PENDAHULUAN
Salah satu masalah politik global yang menonjol saat ini adalah konflik Laut China Selatan. Wilayah ini, kaya akan sumber daya alam dan penting secara geopolitik oleh banyak negara. Beberapa negara di sekitarnya seperti China, Indonesia, Vietnam, Filipina, Malaysia, Brunei, dan Taiwan memiliki klaim teritorial yang tumpang tindih. Klaim yang meningkat dan tindakan militer semakin agresif dari beberapa pihak yang terlibat telah meningkatkan ketegangan di wilayah tersebut.
Laut China Selatan merupakan sebuah kawasan perairan dan gugusan kepulauan yang terdiri dari dua Pulau besar yaitu Spratly dan Paracels. Luas dari Kawasan ini membentang melewati beberapa Negara, mulai dari Selat Malaka sampai ke Selat Taiwan (Nainggolan, 2013). Meskipun Indonesia bukan negara yang aktif untuk saling klaim, artinya hanya menjaga kedaulatan wilayahnya dari klaim dari negara lain (Dienda & Muhammad, 2022).
Indonesia kemudian berhak atas pengelolahan dan pemanfaatan sumber daya alam di ZEE sekaligus mendapatkan keuntungan strategis ketika ZEE di wilayah perairan Natuna Utara dikelola sebagai jalur perdagangan dan pelayaran internasional (Sulistyani et al., 2021).
Beberapa sikap diplomatis sudah dilakukan Indonesia untuk menghindari tensi konflik yang kian memanas, salah satunya memberikan penamaan baru Laut Natuna Utara diganti menjadi Laut China Selatan pada tahun 2017. Namun kuatnya pengaruh China membuat Indonesia harus mengkaji ulang mengenai aspek diplomasi yang selama ini dianggap tidak dapat berbuat banyak untuk menekan China mencabut klaim kedaulatan atas wilayah Laut China Selatan dan mematuhi hukum laut Internasional UNCLOS 1982 (Andika & Aisyah, 2017).
Konflik Laut China Selatan menjadi isu hangat di media massa dan sosial belakangan ini. Menurut Henrik Thune bahwa pengaruh media masa dalam proses decision making, dewasa ini tentunya dimanfaatkan oleh para pengambil keputusan sebagai instrumen guna mengkomunikasikan tatanan struktur politik yang memuat pesan dan simbol terhadap kekuatan hegemoni (Setiawan, 2019). Hal tersebut menggambarkan sebuah kerangka pandangan terhadap media massa sebagai perpanjangan tangan negara dalam kebijakan politik luar negeri (Coban, 2016).

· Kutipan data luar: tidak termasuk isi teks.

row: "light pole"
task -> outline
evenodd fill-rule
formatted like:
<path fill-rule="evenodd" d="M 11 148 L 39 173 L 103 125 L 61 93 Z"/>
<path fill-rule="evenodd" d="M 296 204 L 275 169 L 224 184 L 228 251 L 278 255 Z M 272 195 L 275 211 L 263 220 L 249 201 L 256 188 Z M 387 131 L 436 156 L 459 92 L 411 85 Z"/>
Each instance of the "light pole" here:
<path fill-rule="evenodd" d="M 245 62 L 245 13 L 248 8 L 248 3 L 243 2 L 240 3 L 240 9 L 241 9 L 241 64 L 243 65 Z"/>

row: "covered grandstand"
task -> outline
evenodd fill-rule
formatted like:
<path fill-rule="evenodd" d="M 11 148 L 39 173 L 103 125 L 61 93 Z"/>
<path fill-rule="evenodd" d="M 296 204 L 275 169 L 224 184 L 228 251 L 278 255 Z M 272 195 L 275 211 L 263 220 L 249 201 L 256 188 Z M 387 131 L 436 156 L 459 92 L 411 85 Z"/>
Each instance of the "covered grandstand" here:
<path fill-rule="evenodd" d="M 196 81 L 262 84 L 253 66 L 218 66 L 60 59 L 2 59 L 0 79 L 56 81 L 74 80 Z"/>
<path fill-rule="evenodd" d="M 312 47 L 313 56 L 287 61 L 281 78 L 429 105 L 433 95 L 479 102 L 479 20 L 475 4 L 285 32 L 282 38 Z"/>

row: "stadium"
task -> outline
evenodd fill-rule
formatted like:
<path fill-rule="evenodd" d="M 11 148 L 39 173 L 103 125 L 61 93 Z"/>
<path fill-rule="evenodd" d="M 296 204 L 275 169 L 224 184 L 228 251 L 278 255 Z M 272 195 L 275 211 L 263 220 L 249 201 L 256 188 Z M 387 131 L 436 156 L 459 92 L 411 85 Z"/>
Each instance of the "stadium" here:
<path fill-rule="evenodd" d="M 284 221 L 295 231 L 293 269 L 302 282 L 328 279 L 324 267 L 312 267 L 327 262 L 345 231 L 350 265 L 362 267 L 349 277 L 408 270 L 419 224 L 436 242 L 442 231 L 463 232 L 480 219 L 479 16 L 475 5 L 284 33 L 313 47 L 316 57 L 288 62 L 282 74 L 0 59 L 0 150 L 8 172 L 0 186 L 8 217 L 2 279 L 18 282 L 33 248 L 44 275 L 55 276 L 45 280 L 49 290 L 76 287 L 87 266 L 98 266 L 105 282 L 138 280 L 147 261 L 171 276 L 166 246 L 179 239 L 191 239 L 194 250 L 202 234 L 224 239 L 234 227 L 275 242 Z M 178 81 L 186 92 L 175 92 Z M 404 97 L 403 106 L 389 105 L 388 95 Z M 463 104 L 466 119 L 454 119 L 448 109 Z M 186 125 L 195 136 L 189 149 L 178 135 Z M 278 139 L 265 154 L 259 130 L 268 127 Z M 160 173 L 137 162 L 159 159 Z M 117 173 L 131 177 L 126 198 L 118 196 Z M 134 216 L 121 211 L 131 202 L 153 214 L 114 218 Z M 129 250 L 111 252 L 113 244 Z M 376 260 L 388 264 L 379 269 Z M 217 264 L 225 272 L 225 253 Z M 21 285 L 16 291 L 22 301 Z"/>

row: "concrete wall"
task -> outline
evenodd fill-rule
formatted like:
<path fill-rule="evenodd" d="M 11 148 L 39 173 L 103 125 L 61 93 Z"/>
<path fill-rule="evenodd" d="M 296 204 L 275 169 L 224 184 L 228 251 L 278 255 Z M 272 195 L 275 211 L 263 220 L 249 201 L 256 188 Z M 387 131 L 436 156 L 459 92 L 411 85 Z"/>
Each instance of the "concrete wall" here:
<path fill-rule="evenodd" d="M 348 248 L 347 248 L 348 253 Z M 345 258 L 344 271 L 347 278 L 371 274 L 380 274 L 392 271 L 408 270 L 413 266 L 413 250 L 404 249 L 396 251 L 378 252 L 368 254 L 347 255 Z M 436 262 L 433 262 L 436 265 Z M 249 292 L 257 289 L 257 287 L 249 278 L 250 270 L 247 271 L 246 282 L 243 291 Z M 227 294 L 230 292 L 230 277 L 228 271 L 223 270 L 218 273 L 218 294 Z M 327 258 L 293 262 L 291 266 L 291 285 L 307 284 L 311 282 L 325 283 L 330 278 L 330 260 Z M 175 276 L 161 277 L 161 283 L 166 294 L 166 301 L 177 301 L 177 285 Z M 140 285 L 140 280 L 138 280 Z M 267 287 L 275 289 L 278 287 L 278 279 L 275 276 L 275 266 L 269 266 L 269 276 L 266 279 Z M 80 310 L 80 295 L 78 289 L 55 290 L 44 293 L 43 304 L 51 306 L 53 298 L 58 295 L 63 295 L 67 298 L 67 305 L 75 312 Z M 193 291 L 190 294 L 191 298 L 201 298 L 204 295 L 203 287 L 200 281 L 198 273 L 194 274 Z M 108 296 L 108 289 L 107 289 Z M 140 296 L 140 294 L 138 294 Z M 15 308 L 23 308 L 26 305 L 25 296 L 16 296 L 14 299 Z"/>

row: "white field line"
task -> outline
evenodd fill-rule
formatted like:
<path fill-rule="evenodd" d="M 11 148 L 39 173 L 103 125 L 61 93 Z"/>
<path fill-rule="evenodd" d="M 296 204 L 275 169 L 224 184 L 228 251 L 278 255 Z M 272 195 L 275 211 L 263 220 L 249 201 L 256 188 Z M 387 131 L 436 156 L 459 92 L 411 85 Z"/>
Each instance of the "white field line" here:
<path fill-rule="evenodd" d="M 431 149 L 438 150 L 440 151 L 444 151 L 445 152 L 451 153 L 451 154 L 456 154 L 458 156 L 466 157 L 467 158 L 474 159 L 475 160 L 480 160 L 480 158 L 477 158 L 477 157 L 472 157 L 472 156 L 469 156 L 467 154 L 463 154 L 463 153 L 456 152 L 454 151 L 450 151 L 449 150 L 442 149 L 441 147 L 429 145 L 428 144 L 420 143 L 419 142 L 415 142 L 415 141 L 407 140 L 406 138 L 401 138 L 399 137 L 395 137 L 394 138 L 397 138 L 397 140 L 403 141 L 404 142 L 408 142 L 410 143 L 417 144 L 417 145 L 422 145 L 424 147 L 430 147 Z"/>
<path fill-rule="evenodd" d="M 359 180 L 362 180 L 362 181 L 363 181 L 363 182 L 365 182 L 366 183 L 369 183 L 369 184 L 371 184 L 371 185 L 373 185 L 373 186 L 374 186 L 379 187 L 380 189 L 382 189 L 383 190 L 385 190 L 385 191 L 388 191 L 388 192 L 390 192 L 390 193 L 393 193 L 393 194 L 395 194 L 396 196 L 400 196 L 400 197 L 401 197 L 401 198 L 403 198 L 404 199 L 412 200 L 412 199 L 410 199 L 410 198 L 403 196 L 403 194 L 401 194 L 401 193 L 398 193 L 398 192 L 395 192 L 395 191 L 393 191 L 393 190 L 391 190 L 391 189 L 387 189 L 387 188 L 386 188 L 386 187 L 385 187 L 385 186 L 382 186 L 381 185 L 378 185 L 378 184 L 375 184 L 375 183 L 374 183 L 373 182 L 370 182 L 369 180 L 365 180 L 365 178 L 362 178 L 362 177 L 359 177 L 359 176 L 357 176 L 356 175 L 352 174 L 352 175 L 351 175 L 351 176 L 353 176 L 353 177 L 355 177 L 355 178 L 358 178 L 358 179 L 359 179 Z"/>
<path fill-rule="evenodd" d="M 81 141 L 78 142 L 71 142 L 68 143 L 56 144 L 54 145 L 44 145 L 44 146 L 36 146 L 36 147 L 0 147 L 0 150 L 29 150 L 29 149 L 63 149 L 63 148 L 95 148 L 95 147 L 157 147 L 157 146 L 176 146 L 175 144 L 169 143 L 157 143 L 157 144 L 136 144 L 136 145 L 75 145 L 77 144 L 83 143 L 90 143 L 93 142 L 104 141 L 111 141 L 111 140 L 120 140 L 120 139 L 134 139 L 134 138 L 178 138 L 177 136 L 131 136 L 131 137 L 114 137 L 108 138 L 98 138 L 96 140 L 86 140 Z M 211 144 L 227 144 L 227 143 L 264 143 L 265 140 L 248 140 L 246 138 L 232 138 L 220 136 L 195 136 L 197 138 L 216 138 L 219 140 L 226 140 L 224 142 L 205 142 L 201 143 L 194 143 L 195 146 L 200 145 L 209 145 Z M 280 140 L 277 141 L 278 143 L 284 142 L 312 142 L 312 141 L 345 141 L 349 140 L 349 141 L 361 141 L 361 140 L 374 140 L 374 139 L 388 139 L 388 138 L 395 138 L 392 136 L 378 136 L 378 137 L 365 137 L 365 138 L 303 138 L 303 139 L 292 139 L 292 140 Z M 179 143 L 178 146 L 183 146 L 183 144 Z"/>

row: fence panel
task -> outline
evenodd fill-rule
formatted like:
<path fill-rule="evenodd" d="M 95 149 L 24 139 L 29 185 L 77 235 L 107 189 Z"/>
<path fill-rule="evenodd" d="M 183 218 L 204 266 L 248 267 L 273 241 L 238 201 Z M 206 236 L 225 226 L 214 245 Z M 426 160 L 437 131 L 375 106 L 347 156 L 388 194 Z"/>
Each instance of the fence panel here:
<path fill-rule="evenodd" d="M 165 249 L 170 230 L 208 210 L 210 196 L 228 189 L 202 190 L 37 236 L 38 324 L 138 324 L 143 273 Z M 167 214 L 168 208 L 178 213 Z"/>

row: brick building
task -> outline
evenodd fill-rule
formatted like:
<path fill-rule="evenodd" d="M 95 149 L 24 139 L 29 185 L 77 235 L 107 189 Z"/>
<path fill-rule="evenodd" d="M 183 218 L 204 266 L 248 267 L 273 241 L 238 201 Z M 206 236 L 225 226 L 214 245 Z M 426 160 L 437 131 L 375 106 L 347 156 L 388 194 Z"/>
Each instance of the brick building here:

Media massa dan sosial menjadi semakin penting di tengah-tengah ketegangan ini dalam membentuk opini publik dan mengarahkan narasi konflik. Indonesia sebagai negara kepulauan dengan kepentingan maritim yang besar, sangat memperhatikan pengaruh propaganda media massa dan sosial terhadap kedaulatan negara. Media massa seperti surat kabar dan televisi memiliki kekuatan besar untuk membentuk opini publik melalui pemberitaan dan analisisnya tentang konflik Laut China Selatan. Di sisi lain, media sosial seperti twitter memungkinkan penyebaran informasi dan propaganda dengan cepat dan luas sehingga mempengaruhi persepsi masyarakat konflik.
Prolog di atas merupakan dilema yang penulis temukan saat mengulik konflik Laut China Selatan. Konflik ini menjadi perbincangan dan bahkan menjadi topik Debat Calon Presiden 2024 yang digelar di Istora Senayan pada Minggu, 7 Januari 2024. Pembahasan konflik Laut China Selatan masuk kedalam topik Pertahanan, Keamanan, Politik Luar Negeri, Globalisasi, Hubungan Internasional, dan Geopolitik.
Tujuan dari tulisan ini untuk melihat dampak dari propaganda media massa dan sosial mengenai konflik Laut China Selatan terhadap Aparatur Negara baik ASN, TNI maupun Polri sebagai bentuk ancaman kedaulatan Indonesia. Metode yang digunakan dalam penelitian ini adalah observasi melalui survei literasi dan penyebaran kuesioner. Sehingga dari tulisan ini diharapkan dapat memberi sudut pandang informasi bagaimana propaganda media mempengaruhi pandangan masyarakat Indonesia, mengancam kedaulatan Indonesia dan dapat digunakan untuk mengembangkan solusi yang efektif untuk menjaga kedaulatan Indonesia. Selain itu, diharapkan melalui tulisan ini mampu mengedukasi masyarakat khususnya Aparatur Negara dan menjadikan masyarakat lebih peduli terhadap kedaulatan negara Indonesia.